To help with diagnosis and treating wounds, contents include a pen torch for assessing pupil dilation in head injuries, mirrors for self-treatment, urine dip sticks, a thermometer, scalpels, scissors, forceps, needles and syringes. Everything is in sterile packaging and then plastic wrapped to keep it waterproof.

Eyes, mouth and skin

This bag contains the equipment to repair and clean deeper wounds that can’t be treated with dressings alone. If a wound is deep it will need to be glued, steri-stipped or sometimes stitched together to allow it to heal – sending a picture of the wound (with a scale alongside) to your medical professional will help decide which is more appropriate.

I carry a suture kit (including local anaesthetic) and have been trained in suturing myself, but also use wound glue for less deep wounds, which is waterproof.
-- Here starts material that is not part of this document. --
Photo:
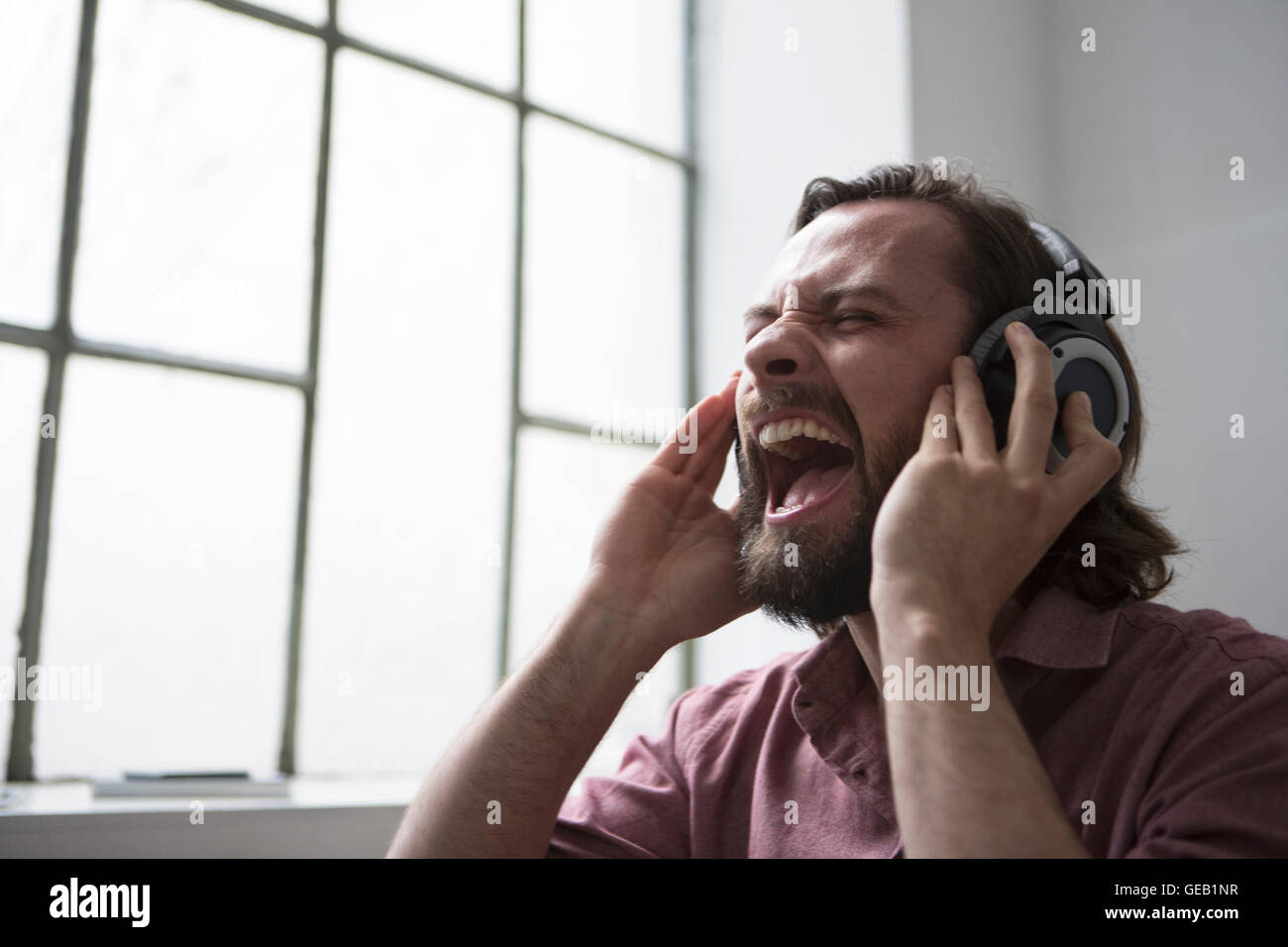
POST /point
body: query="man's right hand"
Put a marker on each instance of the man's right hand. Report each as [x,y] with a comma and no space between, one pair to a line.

An alternative to this is a skin stapler.

With both sutures and staples it’s essential to get advanced medical training. This bag also contains all medication for eyes, including analgesic and steroid eye drops, eye washes and baths, and topical antibiotics for skin. We also have an off-the-shelf emergency dental kit.


Work with your doctor to decide what to take, depending on your length of time at sea. Check if any of your crew are allergic to penicillin. I carry a few courses of broad-spectrum antibiotics as well as topical antibiotics. We also have IM/IV antibiotics for extreme cases of sepsis. This can either be given as an intra-muscular (IM) injection in the thigh or through a cannula. IM is recommended while sailing as far easier to administer while moving and requires far less accuracy or the need for a cannula.

Antibiotics should be taken with the advice of an onshore medic to ensure you’re not missing any other signs or symptoms.